Als ich etwa 10 Jahre alt war, hatte mein Vater mit den Nerven Probleme und musste einige Male ins Spital, so auch zu der Zeit meiner Aufnahmeprüfung ins Gymnasium. Meine Mutter und ich haben ihn dann am Rosenhügel besucht, um ihm die freudige Nachricht zu überbringen, und er hat mir eine Armbanduhr geschenkt, meine erste Uhr überhaupt: Marke Junghans mit Lederband und Datumsanzeige, natürlich zum Aufziehen. Ich war sehr stolz darauf und habe sie bis heute aufbewahrt.
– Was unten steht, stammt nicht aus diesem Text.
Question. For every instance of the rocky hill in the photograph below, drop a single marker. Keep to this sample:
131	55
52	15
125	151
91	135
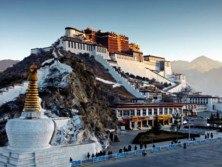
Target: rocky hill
62	92
202	74
4	64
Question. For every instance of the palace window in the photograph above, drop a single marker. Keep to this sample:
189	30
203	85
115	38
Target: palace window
165	111
119	114
144	112
126	112
171	111
155	111
132	112
161	111
138	112
75	45
150	112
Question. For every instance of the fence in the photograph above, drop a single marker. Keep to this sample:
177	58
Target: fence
140	152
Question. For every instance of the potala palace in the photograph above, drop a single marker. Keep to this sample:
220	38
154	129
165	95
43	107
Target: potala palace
115	52
37	140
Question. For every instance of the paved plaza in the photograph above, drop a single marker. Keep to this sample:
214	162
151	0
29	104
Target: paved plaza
207	155
204	155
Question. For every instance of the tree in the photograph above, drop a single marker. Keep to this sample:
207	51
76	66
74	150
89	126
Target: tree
156	127
176	124
211	120
217	116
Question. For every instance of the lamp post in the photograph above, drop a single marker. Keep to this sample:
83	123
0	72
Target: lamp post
189	128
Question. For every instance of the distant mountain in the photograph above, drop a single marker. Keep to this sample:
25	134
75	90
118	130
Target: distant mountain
4	64
203	74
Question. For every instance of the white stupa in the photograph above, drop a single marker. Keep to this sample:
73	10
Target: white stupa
31	131
30	136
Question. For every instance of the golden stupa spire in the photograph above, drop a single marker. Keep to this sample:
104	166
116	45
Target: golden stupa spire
32	97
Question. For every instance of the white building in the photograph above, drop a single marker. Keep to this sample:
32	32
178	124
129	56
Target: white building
208	100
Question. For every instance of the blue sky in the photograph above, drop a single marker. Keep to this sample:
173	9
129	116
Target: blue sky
174	29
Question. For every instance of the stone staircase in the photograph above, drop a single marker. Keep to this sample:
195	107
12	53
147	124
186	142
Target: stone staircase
135	92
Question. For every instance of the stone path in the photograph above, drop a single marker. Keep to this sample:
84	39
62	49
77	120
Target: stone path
208	155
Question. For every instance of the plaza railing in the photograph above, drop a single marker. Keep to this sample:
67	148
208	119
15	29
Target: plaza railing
130	154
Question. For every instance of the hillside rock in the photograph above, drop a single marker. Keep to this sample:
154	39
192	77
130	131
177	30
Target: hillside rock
4	64
62	92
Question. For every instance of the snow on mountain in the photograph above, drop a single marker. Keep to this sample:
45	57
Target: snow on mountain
13	92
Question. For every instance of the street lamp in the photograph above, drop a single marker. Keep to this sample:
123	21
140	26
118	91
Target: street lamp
189	127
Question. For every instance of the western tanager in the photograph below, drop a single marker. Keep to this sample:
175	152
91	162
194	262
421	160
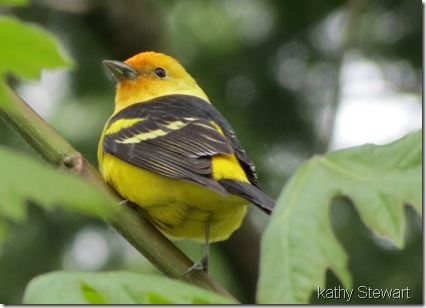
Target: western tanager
169	151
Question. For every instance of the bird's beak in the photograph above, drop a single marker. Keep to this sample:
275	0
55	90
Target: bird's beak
120	70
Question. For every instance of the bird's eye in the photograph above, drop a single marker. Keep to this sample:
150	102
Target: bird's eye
160	72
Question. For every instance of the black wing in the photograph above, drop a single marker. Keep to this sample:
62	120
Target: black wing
175	136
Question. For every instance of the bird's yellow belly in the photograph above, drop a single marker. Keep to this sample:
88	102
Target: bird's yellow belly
178	208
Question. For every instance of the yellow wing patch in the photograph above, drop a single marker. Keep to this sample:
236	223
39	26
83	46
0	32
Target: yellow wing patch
226	166
121	124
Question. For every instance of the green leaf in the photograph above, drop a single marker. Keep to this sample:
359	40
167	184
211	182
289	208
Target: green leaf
26	50
299	244
24	178
115	288
13	2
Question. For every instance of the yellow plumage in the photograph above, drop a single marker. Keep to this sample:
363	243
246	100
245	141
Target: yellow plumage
166	149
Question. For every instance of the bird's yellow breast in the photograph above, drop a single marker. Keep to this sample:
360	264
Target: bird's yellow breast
177	207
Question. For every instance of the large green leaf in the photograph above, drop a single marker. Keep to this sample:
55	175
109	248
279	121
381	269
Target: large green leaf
23	179
299	245
115	288
25	50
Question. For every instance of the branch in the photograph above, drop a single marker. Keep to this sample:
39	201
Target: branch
135	228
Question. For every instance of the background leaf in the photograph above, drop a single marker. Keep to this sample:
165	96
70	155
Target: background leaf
13	2
114	288
299	245
26	50
24	179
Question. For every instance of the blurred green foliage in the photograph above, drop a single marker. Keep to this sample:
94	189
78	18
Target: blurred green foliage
271	67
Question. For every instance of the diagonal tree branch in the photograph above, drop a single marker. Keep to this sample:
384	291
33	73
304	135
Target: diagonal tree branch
135	228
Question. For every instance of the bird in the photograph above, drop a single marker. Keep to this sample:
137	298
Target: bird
169	151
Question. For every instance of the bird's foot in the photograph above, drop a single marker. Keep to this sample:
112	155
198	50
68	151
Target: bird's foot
202	265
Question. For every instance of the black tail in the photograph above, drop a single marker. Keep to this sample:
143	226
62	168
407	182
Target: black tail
249	192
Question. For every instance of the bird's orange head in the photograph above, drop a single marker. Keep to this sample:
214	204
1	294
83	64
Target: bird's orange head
148	75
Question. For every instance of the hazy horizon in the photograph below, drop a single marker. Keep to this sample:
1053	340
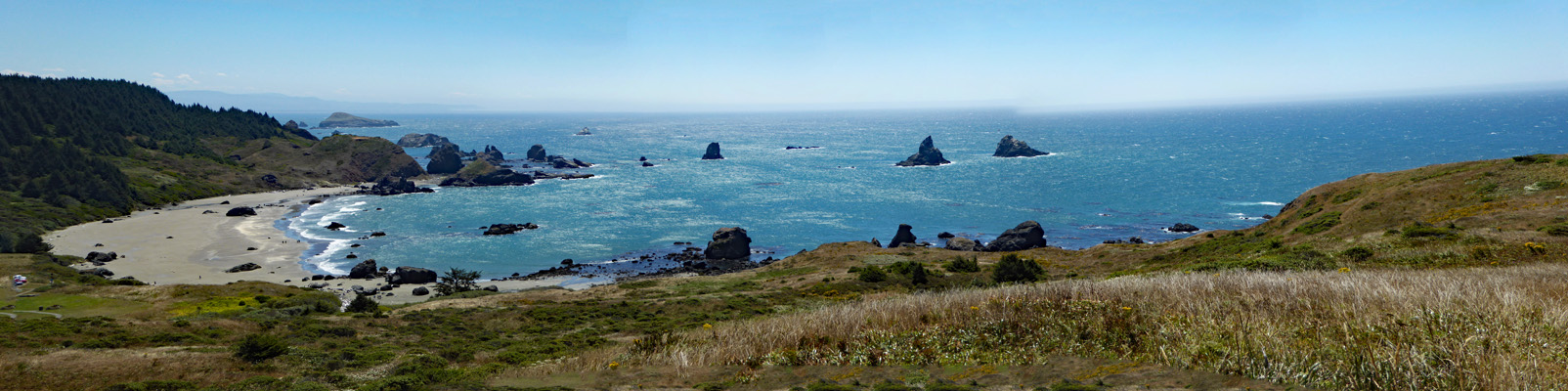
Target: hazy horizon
797	56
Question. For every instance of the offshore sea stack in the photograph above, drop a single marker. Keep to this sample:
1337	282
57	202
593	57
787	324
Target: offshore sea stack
1024	236
729	243
490	155
902	238
444	160
713	152
1015	148
537	154
927	155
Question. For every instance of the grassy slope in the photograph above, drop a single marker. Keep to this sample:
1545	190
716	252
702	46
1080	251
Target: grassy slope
1385	323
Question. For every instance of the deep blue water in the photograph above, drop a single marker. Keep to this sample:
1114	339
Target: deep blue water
1111	175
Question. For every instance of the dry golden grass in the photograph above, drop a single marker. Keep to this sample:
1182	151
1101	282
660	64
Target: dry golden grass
1460	328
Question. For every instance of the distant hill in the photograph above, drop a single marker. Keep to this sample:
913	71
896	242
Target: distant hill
345	119
277	104
80	150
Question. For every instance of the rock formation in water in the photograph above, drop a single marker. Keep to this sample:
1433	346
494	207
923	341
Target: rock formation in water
1015	148
927	155
729	243
713	152
963	243
345	119
1024	236
537	154
903	236
417	140
444	160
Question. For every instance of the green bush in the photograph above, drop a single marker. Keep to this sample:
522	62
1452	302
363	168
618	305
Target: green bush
259	347
1013	269
962	266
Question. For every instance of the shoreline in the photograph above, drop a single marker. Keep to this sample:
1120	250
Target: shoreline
186	245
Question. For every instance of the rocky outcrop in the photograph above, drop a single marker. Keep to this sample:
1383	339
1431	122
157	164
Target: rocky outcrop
926	155
444	160
713	152
538	154
298	129
243	267
412	275
1024	236
366	269
729	243
506	230
491	155
903	236
963	243
400	186
503	176
99	258
345	119
563	163
417	140
1015	148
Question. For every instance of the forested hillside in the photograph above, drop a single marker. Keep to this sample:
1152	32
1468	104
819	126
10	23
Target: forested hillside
77	150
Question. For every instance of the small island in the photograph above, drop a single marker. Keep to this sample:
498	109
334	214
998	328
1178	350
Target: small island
345	119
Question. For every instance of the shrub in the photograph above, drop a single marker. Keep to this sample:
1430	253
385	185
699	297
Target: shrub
1013	269
259	347
962	266
872	274
1414	231
1357	253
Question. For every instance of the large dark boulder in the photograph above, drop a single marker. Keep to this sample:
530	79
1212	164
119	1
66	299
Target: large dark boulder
243	267
491	155
1024	236
713	152
537	154
1015	148
366	269
963	243
412	275
903	236
415	140
99	258
444	160
400	186
729	243
926	155
241	211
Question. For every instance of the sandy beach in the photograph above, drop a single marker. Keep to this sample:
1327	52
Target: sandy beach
186	245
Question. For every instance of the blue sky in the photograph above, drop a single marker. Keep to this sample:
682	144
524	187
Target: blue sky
767	56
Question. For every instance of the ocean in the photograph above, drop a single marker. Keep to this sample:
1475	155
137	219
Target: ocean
1111	175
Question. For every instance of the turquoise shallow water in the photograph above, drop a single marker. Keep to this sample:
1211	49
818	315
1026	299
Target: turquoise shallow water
1111	175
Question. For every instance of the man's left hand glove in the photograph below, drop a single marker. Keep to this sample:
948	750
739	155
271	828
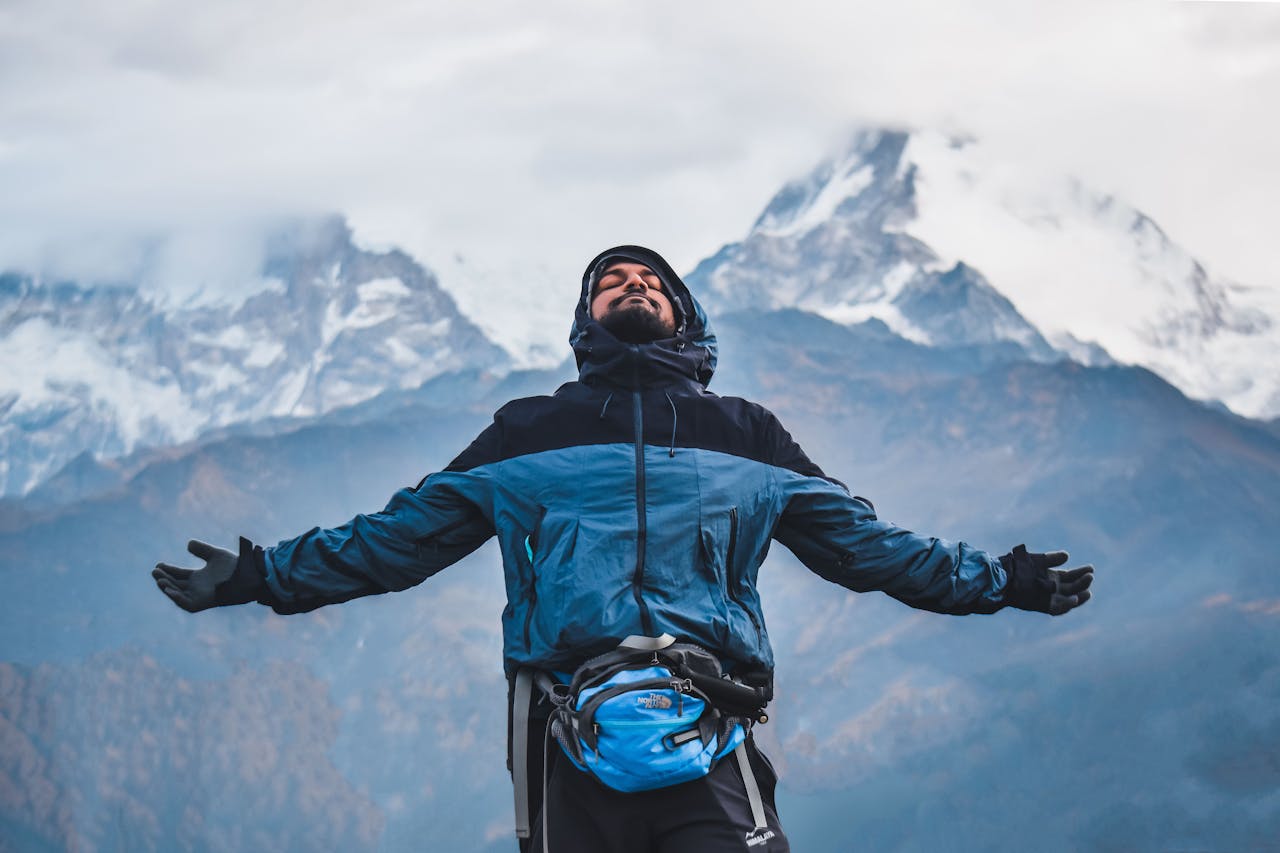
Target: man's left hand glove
225	579
1034	585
Auf etwas anderes war ich auch noch stolz: Bei dieser Fahrt habe ich endlich durchschaut, wie die Bremsen bei den Zügen der Linie 60 betätigt werden. Diese Wagen gehörten nämlich eigentlich auf die Stadtbahn und hatten daher statt der elektrischen Bremse eine solche mit Druckluft. Die elektrische Bremse war ganz einfach zu bedienen, der Fahrer brauchte nur die Fahrkurbel über den Nullpunkt zurück zu drehen. Für die Luftbremse gab es einen Hebel, der mit der rechten Hand bedient wurde und daher für mich, der immer links hinter dem Fahrer stand, weil rechts die stets offene Tür drohte, nicht gut einsichtig war. Aber diesmal gelang es mir, denn als wir rumpelnd das Hietzinger Platzl überquerten, lief ein junger Mann über die Straße und wollte aufspringen. Der Fahrer riss den Bremshebel nach rechts, das habe ich genau gesehen, und schon stand der Zug. Der Fahrer verließ seinen Platz und verwies den jungen Mann des Zuges, während ich die Stellung des Hebels studierte, unter dem es leise zischte. Und tatsächlich trat ein, was ich vermutet hatte: Der Hebel wurde nach links bewegt, es zischte laut, die Bremse war wieder gelöst, und wir fuhren weiter.

Im folgenden Winter musste mein Vater auf Erholung fahren, nach Mitterbach bei Mariazell. Das brachte mich auf die Idee, ihn am Wochenende zu besuchen. Nachdem ich meiner Mutter mühsam die Erlaubnis dazu abgerungen hatte – sie hatte erst den Onkel Pepi, Rektor der Piaristen und Chef meines Vaters, fragen müssen, ob das nicht zu viel der Aufregung sei -, stieg ich frohgemut in den J-Wagen, stieg um in die Stadtbahn und erreichte den Westbahnhof. Weltmännisch erwarb ich eine Fahrkarte – „Einmal Kind Mitterbach retour, bitte!“ – und bestieg den richtigen Zug nach St. Pölten. Dort hatte ich Glück: Der Zug nach Mariazell war mit einer „alten“ E-Lok bespannt.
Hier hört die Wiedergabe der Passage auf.